Would want to see a before/after here as well if possible - or remove it altogether if the other step fixes the issue

mart-r · 2025-11-06T12:35:56Z

Just as a FYI - the current setup does seem to run without an issue. Reran it 3 times. Yet it didn't after I just added the docker system prune -af command.

But will give a check to the disk space before and after purge to see how much that actually does. You're right - we don't know if it's the later addon or the combination that we need.

alhendrickson

Approved - clearing 15G is pretty nice, way more than I thought it would be

One task for a later date would be to see how to speed this up, adding 2 minutes on here is quite a lot

mart-r · 2025-11-06T13:02:29Z

Looks fine so I've approved it - though generally seems off that this has now started to fail but it didnt previously. I mean ideally we wouldnt have to mess around with the runners.

I do recall having to restart this earlier as well. Though I'm pretty sure it was a lot less frequent.
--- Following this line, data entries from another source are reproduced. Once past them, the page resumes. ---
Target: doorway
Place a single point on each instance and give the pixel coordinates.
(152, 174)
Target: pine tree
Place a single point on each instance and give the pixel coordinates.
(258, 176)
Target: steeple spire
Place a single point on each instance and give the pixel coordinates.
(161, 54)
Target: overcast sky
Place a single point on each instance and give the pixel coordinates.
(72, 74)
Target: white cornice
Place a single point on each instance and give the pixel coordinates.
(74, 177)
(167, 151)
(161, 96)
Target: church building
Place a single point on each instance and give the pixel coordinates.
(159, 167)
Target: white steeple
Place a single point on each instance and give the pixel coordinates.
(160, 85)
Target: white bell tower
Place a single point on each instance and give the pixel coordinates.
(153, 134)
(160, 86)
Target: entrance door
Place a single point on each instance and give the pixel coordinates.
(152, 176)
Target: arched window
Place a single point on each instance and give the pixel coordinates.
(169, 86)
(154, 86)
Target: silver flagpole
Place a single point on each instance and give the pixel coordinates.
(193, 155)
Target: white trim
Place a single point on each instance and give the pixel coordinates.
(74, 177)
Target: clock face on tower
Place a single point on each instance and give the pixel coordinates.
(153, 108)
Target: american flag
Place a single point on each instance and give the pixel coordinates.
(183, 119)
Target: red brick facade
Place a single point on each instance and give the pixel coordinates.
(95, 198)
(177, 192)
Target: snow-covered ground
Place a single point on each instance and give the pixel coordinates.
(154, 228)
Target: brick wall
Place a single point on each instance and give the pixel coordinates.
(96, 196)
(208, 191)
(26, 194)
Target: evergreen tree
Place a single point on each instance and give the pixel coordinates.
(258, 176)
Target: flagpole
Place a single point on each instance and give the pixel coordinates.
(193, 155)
And I think it was something to do with failing network calls instead.

One guess for why it failed is is we copy the whole medcat-v2 folder, which might have grown.

It's unlikely to be an issue of the folder size. It's 77MB. Though we could avoid copying over the 75MB (i.e vast majority) of the tests folder. But I don't think the sizes of the folder is the issue here.

Second one is in general the gpu docker image is massive and probably growing in size as libs get updated...

This sounds more likely. The depenedencies are locked (with uv.lock) on the CI time only for certain parts of the workflow. Pretty sure the docker images are still built without anything being locked. So new dependencies with new features (or just a bigger footprint) sounds like the likely culprit.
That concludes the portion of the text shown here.